2. **Data Cleaning and Transformation:**
    * The pipeline performs initial cleaning to remove extraneous headers or rows not part of the actual data.
    * Data is then transformed into a structured format using pandas DataFrames. This allows for data exploration and visualization.
    * Unwanted columns are dropped, and relevant columns are renamed for clarity.
    * Rows with missing values are removed to ensure data quality for analysis.
3. **Data Storage:**
    * The preprocessed data is used to create a SQLite database for efficient storage and querying.

* **Data Profiling and Cleaning:**
    * Initial headers were removed from data that were not part of actual data. Data was imported and turned into a Dataframe, through which it was possible to visualise the data into tables.
    * Data was corrected by dropping unwanted columns and focusing on rows that directly concern Ireland. Rows with missing values were dropped and columns were renamed where necessary for better understanding of data.

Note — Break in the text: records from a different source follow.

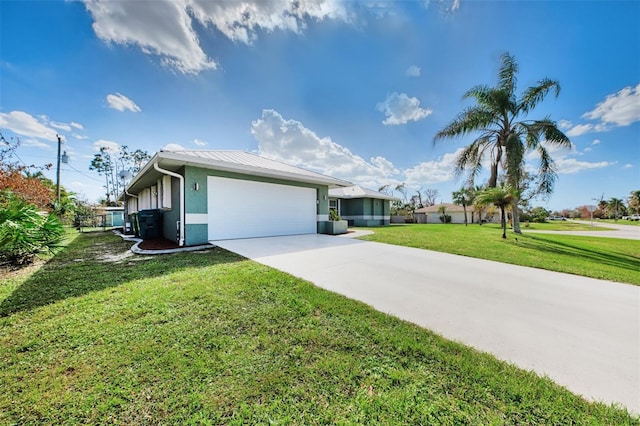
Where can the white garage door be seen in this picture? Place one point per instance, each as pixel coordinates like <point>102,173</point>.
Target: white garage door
<point>246,209</point>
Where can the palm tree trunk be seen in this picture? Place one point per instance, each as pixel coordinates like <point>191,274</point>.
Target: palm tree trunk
<point>493,177</point>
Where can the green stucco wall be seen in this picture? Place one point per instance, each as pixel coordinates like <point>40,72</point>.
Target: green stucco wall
<point>171,216</point>
<point>365,211</point>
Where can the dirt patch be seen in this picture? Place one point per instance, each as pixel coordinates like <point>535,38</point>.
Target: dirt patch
<point>158,244</point>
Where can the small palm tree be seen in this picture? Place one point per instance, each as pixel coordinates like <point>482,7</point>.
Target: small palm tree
<point>463,197</point>
<point>502,197</point>
<point>505,137</point>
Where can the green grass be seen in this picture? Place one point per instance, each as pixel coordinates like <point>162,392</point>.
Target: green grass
<point>618,222</point>
<point>560,226</point>
<point>605,258</point>
<point>97,337</point>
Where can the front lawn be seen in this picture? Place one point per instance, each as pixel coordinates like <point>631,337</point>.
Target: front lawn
<point>605,258</point>
<point>99,336</point>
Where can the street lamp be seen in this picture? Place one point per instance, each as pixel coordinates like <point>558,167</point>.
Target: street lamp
<point>58,158</point>
<point>125,175</point>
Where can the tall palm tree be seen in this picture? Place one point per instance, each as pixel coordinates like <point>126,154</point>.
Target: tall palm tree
<point>617,207</point>
<point>633,201</point>
<point>505,136</point>
<point>502,197</point>
<point>462,197</point>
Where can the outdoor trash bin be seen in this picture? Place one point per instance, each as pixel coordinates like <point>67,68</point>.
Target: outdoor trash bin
<point>150,224</point>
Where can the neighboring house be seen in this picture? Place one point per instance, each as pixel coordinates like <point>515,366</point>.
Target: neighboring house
<point>432,214</point>
<point>217,195</point>
<point>360,206</point>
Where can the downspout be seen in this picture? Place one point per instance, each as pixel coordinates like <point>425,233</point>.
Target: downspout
<point>182,213</point>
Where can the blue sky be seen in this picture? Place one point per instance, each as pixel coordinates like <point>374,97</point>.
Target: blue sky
<point>351,89</point>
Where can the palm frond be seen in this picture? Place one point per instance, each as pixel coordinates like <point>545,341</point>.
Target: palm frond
<point>470,120</point>
<point>536,94</point>
<point>514,160</point>
<point>507,79</point>
<point>547,171</point>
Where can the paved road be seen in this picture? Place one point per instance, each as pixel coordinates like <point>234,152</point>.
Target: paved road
<point>628,232</point>
<point>581,332</point>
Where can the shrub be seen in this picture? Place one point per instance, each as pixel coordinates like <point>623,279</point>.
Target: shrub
<point>445,218</point>
<point>25,232</point>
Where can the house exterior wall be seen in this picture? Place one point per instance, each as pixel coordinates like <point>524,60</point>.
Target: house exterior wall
<point>171,216</point>
<point>196,223</point>
<point>196,215</point>
<point>365,211</point>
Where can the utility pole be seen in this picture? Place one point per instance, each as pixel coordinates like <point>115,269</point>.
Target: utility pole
<point>58,169</point>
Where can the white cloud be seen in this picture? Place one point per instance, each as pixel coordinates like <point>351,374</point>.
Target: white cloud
<point>579,129</point>
<point>24,124</point>
<point>240,21</point>
<point>400,109</point>
<point>622,108</point>
<point>60,126</point>
<point>110,146</point>
<point>437,171</point>
<point>167,28</point>
<point>569,166</point>
<point>413,71</point>
<point>564,161</point>
<point>122,103</point>
<point>291,142</point>
<point>173,147</point>
<point>445,5</point>
<point>565,124</point>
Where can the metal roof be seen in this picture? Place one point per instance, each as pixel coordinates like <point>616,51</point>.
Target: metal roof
<point>356,191</point>
<point>434,209</point>
<point>231,161</point>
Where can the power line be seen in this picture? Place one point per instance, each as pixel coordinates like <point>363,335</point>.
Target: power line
<point>83,174</point>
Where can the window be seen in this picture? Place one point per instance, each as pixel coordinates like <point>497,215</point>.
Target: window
<point>166,192</point>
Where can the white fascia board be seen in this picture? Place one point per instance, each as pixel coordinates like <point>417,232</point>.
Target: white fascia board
<point>251,170</point>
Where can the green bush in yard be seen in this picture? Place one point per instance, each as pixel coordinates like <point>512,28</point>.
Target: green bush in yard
<point>25,231</point>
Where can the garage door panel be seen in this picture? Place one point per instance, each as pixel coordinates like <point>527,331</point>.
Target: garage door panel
<point>245,209</point>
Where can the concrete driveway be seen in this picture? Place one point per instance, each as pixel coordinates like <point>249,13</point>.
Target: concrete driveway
<point>581,332</point>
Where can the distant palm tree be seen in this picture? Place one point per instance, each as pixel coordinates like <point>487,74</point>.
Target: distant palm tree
<point>633,201</point>
<point>616,205</point>
<point>463,197</point>
<point>504,136</point>
<point>501,196</point>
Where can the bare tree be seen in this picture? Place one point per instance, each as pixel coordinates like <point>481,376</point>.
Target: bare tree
<point>429,196</point>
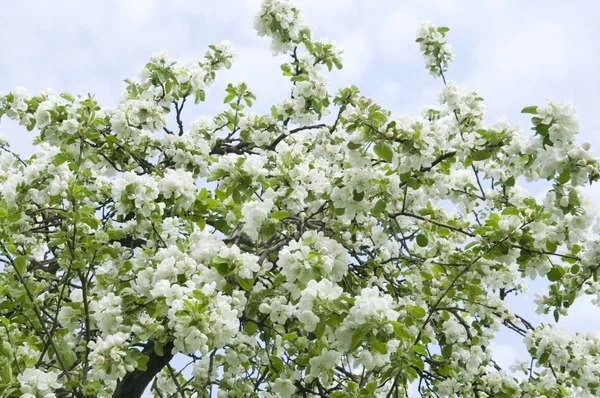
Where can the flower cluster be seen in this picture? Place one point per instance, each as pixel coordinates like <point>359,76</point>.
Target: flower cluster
<point>436,51</point>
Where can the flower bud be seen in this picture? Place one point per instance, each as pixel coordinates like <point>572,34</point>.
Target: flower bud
<point>586,146</point>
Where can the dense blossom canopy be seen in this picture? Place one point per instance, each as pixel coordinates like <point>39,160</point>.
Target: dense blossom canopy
<point>328,248</point>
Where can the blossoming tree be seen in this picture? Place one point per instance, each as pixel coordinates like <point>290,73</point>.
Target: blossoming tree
<point>359,254</point>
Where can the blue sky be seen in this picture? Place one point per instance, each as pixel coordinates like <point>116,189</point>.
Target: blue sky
<point>515,53</point>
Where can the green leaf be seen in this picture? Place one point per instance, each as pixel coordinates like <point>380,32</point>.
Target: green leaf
<point>245,283</point>
<point>320,329</point>
<point>564,177</point>
<point>379,207</point>
<point>358,336</point>
<point>481,155</point>
<point>280,215</point>
<point>141,363</point>
<point>422,240</point>
<point>530,109</point>
<point>228,98</point>
<point>379,347</point>
<point>358,196</point>
<point>289,336</point>
<point>447,351</point>
<point>551,246</point>
<point>416,311</point>
<point>21,264</point>
<point>237,197</point>
<point>158,348</point>
<point>384,150</point>
<point>66,353</point>
<point>556,273</point>
<point>353,145</point>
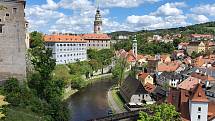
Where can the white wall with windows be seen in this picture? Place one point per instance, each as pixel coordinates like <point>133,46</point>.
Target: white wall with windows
<point>65,53</point>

While initial data cleaning focuses on generic steps, the pipeline acknowledges the potential for variation across datasets. To handle this, specific filtering of rows and columns is applied after the general cleaning stage and before creating the SQLite database. This approach ensures the final dataset remains consistent as long as the source data format stays the same (no new columns are added).

# Result and Limitations

This project's data pipeline delivers structured datasets suitable for further analysis. The data focuses on waste management and NMVOC emissions in Ireland and is stored in SQLite files for efficient querying and analysis.

Here's a breakdown of the resulting data:

* **Format:** Structured Data (SQLite)
* **Data Quality:**
    * Accuracy: High. (Data is obtained from reliable sources and is not synthetic.)
    * Completeness: Medium (potential for incompleteness)
    * Consistency: High
    * Timeliness: Date range for our study is between 2004 to 2018. However, it would be more efficient to have more recent data.
    * Relevance: High (directly relevant to NMVOC emissions analysis)
* **Benefits of SQLite:**
    * Lightweight and portable database format
    * Easy to use and share with collaborators
    * Efficient querying and analysis using SQL

**Data Considerations:**

* **Potential incompleteness and generalization:** The data might not be entirely comprehensive. Dataset for waste generation and treatment carries information from year 2004 to 2018 which might not be enough to draw solid conclusions about current state of ireland waste management, but it is enough to give a rough estimation on projection of trends.
* **Data Combination:** Though the datasets might seem separate at first, combining them for meaningful analysis is possible. NMVOC emissions from year 2004 to 2018 show promising trends throughout different sectors and that could be combined with waste generation and treatment to conclude how much does the waste sector contribute to NMVOC emissions.

**Addressing Limitations:**

* Obtaining direct download links for the required datasets proved to be a hurdle. Many websites hosting large datasets often mandate user registration. While Selenium automation was considered for scraping the data, the complexity of the webpages involved made it time-prohibitive relative to the potential output.
* Data range between 2004 to 2018. Having data after 2021 would give insight to effectiveness of ireland's efforts in reducing greenhouse gases.